Analysis Interface
The main interfacing class that automates and defines the workflow from MVA training, ROOT n-tuples production, GNN inference, sample generation and much more.
The C++ Interface
-
class analysis : public notification, public tools
-
settings_t m_settings
A member struct varible used to control and specify runtime behaviour.
-
void add_samples(std::string path, std::string label)
A function used to specify the directory of the ROOT samples used for the analysis. Accepted syntax for the path parameter is /path/<name>.root or /path/*.root. The label parameter is useful when samples need to separated, but is optional.
-
settings_t m_settings
- class Analysis
- AddSamples(str path, str label)
A function used to assign a sample label (arbitrary name) to a particular dataset.

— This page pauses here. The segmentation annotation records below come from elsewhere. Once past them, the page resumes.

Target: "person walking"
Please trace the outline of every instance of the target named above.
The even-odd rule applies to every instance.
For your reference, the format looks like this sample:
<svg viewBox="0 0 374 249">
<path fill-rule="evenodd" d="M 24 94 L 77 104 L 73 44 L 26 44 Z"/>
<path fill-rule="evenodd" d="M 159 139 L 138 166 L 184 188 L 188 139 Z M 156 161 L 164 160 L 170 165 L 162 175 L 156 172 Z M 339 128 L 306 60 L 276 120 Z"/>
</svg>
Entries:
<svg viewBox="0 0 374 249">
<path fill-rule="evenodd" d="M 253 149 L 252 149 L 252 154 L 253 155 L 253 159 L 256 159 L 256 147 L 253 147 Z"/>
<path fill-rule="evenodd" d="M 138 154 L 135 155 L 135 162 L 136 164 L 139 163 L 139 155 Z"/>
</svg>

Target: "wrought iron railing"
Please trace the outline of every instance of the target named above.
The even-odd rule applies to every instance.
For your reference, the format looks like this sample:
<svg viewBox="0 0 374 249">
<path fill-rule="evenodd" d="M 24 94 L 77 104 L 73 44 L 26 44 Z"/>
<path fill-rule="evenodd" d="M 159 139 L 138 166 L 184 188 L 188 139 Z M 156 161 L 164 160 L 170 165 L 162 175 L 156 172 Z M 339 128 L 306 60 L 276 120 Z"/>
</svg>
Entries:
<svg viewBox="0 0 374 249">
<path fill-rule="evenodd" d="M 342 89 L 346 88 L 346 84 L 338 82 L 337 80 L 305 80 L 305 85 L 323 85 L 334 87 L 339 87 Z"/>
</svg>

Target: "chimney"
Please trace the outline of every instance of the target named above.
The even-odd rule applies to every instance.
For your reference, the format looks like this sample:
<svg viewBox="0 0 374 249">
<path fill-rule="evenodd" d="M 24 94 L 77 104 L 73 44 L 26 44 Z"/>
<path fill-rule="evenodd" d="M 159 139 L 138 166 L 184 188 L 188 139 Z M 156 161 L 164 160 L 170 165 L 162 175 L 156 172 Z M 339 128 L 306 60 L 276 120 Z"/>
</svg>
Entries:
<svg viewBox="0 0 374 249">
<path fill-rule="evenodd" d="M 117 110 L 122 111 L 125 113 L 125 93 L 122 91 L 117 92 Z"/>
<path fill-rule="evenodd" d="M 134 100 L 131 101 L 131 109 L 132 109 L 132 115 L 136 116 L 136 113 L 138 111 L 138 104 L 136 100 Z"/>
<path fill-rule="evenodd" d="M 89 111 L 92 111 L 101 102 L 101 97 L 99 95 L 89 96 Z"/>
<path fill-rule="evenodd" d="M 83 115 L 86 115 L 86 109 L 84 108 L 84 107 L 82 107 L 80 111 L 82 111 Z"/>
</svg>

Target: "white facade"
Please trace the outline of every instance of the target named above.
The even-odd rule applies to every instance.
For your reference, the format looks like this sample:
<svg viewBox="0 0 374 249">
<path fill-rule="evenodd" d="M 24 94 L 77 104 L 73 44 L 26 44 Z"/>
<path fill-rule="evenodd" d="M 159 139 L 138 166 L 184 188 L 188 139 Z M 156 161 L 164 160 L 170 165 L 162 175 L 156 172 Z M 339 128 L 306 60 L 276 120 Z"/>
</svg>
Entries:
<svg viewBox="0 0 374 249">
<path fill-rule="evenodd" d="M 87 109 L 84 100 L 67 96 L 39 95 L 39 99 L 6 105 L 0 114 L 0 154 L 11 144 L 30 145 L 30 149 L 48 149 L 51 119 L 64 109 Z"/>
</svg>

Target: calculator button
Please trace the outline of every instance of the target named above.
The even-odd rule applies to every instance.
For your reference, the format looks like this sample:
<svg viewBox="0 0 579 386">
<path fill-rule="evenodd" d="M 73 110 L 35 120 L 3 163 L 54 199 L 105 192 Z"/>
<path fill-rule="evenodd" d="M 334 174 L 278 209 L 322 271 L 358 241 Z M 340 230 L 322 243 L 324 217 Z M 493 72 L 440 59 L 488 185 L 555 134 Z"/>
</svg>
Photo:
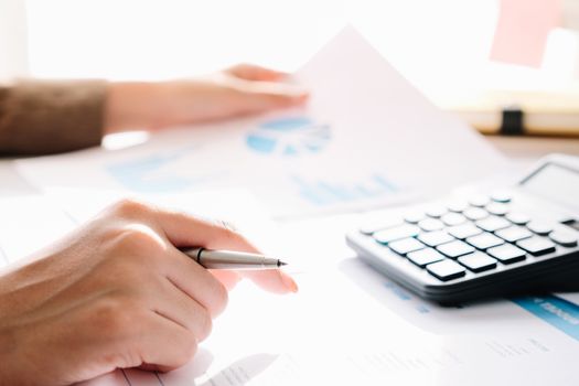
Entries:
<svg viewBox="0 0 579 386">
<path fill-rule="evenodd" d="M 486 232 L 495 232 L 511 226 L 511 223 L 503 217 L 489 217 L 476 222 L 476 226 Z"/>
<path fill-rule="evenodd" d="M 571 248 L 577 246 L 577 237 L 570 232 L 555 230 L 549 235 L 549 238 L 564 247 Z"/>
<path fill-rule="evenodd" d="M 401 240 L 392 242 L 388 244 L 392 250 L 398 255 L 406 255 L 410 251 L 422 249 L 425 245 L 414 237 L 403 238 Z"/>
<path fill-rule="evenodd" d="M 444 224 L 440 219 L 426 218 L 418 223 L 420 229 L 425 232 L 440 230 L 444 227 Z"/>
<path fill-rule="evenodd" d="M 421 233 L 418 235 L 418 239 L 430 247 L 436 247 L 440 244 L 453 242 L 454 237 L 443 230 L 436 230 Z"/>
<path fill-rule="evenodd" d="M 473 222 L 489 217 L 489 212 L 480 207 L 470 207 L 462 213 L 467 218 Z"/>
<path fill-rule="evenodd" d="M 530 217 L 523 213 L 512 212 L 506 214 L 506 219 L 516 225 L 525 225 L 530 221 Z"/>
<path fill-rule="evenodd" d="M 373 237 L 376 242 L 380 244 L 388 244 L 400 238 L 417 236 L 419 232 L 419 227 L 415 225 L 404 224 L 394 228 L 378 230 L 373 235 Z"/>
<path fill-rule="evenodd" d="M 540 221 L 533 221 L 528 223 L 527 228 L 529 228 L 530 232 L 536 233 L 539 236 L 547 236 L 549 233 L 553 232 L 553 226 Z"/>
<path fill-rule="evenodd" d="M 426 211 L 426 215 L 433 218 L 440 218 L 446 213 L 447 208 L 444 206 L 432 206 Z"/>
<path fill-rule="evenodd" d="M 513 196 L 507 191 L 496 191 L 491 193 L 491 200 L 497 203 L 506 204 L 513 200 Z"/>
<path fill-rule="evenodd" d="M 376 219 L 374 222 L 368 222 L 360 227 L 360 233 L 372 236 L 374 233 L 395 227 L 396 225 L 401 225 L 403 222 L 399 218 L 385 218 Z"/>
<path fill-rule="evenodd" d="M 472 224 L 453 226 L 453 227 L 448 228 L 447 230 L 449 234 L 460 239 L 480 235 L 482 233 L 480 228 L 475 227 Z"/>
<path fill-rule="evenodd" d="M 489 204 L 490 201 L 491 200 L 489 199 L 489 196 L 484 194 L 476 194 L 469 199 L 469 203 L 472 206 L 479 206 L 479 207 L 485 206 L 486 204 Z"/>
<path fill-rule="evenodd" d="M 420 249 L 417 251 L 411 251 L 408 255 L 406 255 L 408 260 L 412 261 L 420 268 L 425 268 L 427 265 L 440 261 L 444 259 L 444 256 L 440 255 L 438 251 L 436 251 L 432 248 L 426 248 Z"/>
<path fill-rule="evenodd" d="M 442 223 L 447 226 L 460 225 L 467 222 L 467 217 L 459 213 L 447 213 L 441 218 Z"/>
<path fill-rule="evenodd" d="M 537 236 L 517 242 L 516 245 L 533 256 L 540 256 L 555 251 L 555 244 L 546 238 Z"/>
<path fill-rule="evenodd" d="M 460 264 L 449 259 L 429 264 L 426 266 L 426 269 L 430 275 L 442 281 L 457 279 L 463 277 L 467 274 Z"/>
<path fill-rule="evenodd" d="M 527 228 L 522 226 L 510 226 L 508 228 L 496 230 L 494 234 L 508 243 L 515 243 L 533 236 Z"/>
<path fill-rule="evenodd" d="M 459 256 L 473 253 L 474 248 L 467 243 L 455 240 L 452 243 L 439 245 L 437 250 L 444 256 L 455 259 Z"/>
<path fill-rule="evenodd" d="M 486 211 L 495 216 L 504 216 L 508 213 L 508 205 L 501 203 L 490 203 L 486 205 Z"/>
<path fill-rule="evenodd" d="M 406 216 L 404 216 L 404 221 L 410 224 L 418 224 L 425 218 L 426 215 L 422 212 L 408 213 Z"/>
<path fill-rule="evenodd" d="M 525 259 L 525 251 L 511 244 L 505 244 L 500 247 L 494 247 L 486 250 L 489 255 L 501 261 L 502 264 L 513 264 Z"/>
<path fill-rule="evenodd" d="M 502 238 L 496 237 L 491 233 L 483 233 L 482 235 L 472 236 L 467 238 L 467 243 L 472 245 L 478 249 L 489 249 L 504 244 L 505 242 Z"/>
<path fill-rule="evenodd" d="M 459 262 L 473 272 L 482 272 L 496 268 L 496 260 L 481 251 L 461 256 L 459 257 Z"/>
<path fill-rule="evenodd" d="M 461 213 L 469 208 L 469 203 L 463 200 L 454 200 L 447 204 L 450 212 Z"/>
</svg>

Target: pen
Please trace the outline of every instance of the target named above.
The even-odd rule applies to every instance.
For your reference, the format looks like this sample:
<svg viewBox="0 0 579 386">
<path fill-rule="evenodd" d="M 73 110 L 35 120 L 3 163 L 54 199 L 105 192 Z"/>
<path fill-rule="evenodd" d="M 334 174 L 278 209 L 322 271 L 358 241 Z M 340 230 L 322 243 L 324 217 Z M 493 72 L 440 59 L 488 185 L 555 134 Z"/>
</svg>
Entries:
<svg viewBox="0 0 579 386">
<path fill-rule="evenodd" d="M 243 251 L 205 248 L 181 248 L 181 251 L 208 269 L 276 269 L 287 265 L 279 259 Z"/>
</svg>

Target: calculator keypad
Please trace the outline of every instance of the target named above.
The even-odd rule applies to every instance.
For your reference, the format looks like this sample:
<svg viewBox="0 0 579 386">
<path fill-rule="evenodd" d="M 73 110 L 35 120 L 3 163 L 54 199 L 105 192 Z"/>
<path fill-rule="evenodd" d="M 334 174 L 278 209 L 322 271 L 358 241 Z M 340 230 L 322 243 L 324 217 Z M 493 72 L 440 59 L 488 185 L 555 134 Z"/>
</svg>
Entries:
<svg viewBox="0 0 579 386">
<path fill-rule="evenodd" d="M 404 222 L 372 234 L 431 276 L 449 281 L 469 275 L 492 272 L 501 266 L 528 261 L 560 247 L 577 247 L 572 232 L 511 211 L 508 192 L 454 200 L 425 211 L 409 212 Z M 361 229 L 367 234 L 367 227 Z M 366 230 L 366 232 L 365 232 Z"/>
</svg>

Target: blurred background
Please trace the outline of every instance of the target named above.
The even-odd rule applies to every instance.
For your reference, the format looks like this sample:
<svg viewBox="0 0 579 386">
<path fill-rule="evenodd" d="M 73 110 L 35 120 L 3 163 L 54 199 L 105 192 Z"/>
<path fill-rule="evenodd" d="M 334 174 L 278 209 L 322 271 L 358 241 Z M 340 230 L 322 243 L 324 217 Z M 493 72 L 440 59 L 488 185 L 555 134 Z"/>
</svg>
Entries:
<svg viewBox="0 0 579 386">
<path fill-rule="evenodd" d="M 577 0 L 0 0 L 0 77 L 291 72 L 346 23 L 442 107 L 497 89 L 579 99 Z"/>
</svg>

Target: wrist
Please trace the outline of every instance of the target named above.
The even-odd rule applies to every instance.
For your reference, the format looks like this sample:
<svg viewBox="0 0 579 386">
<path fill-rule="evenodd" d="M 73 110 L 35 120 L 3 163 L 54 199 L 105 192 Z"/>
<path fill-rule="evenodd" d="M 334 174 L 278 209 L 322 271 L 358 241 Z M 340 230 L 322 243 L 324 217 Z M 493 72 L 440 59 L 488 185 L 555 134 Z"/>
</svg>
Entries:
<svg viewBox="0 0 579 386">
<path fill-rule="evenodd" d="M 107 87 L 105 135 L 157 125 L 158 84 L 114 82 Z"/>
</svg>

- AddEvent(EventTemplate ev, str label)
A function used to pass the event implementation to be used for subsequent compilations.
- AddGraph(GraphTemplate ev, str label)
A function used to tell the framework which graph implementation should be used.
- AddSelection(SelectionTemplate selc)
A function which adds any selection templates to the current analysis workflow.
- AddModel(ModelTemplate model, OptimizerConfig op, str run_name)
A function used to add a model to be trained, along with any optimizer hyperparameters that should be applied to the model. The additional run_name variable is used to create folders that contain the training output.
- AddModelInference(ModelTemplate model, str run_name = "run_name")
A function used to add a trained model that should be used for inference studies. The run_name variable is used to generate folder structures for output ROOT files that hold model predictions.
- Start()
- Variables:
BatchSize (int)
FetchMeta (bool)
BuildCache (str)
PreTagEvents (bool)
SaveSelectionToROOT (bool)
GetMetaData (bool) – Attempts to identify any meta-data associated with the input samples and queries PyAMI to match any results.
SumOfWeightsTreeName (list) – Scans the ROOT file for possible sum of weights trees and histograms.
OutputPath (str) – The output path of the results.
kFolds (int) – Number of folds to train the model with.
kFold (list) – A list of kfolds to train the model. Useful if not enough resources are available to do a full k-fold train at once.
Epochs (int) – Number of epochs to train the model.
NumExamples (int) – Number of test example to validate runtime of the model.
TrainingDataset (str) – Path of the training set to use. If a value is given but no training set is available, the framework will dump a .h5 file.
TrainSize (int) – Size of the training set in percentage.
Training (bool) – Run the model over the training set.
Validation (bool) – Run the model over the validation set in a k-fold training session.
Evaluation (bool) – Run the model over the evaluation set.
ContinueTraining (bool) – Continue training the model at the last known checkpoint.
nBins (int) – Number of bins to plot the invariant mass metrics with.
Refresh (int) – Progress bar refresh step.
MaxRange (float) – Maximum range to plot the invariant mass metric plots.
VarPt (str) – The transverse momentum variable string name to use for the invariant mass computation.
VarEta (str) – The rapidity variable string name to use for the invariant mass computation.
VarPhi (str) – The azimuthal angle variable string name to use for the invariant mass computation.
VarEnergy (str) – The energy variable string name to use for the invariant mass computation.
Targets (list) – The targets to plot (the output of the model) e.g. top_edge.
DebugMode (bool) – Disables all threading.
Threads (int) – Number of threads to run the framework over.
GraphCache (str) – Specifies a directory in which graph_template outputs should be cached. This will generate .h5 files that can be reused.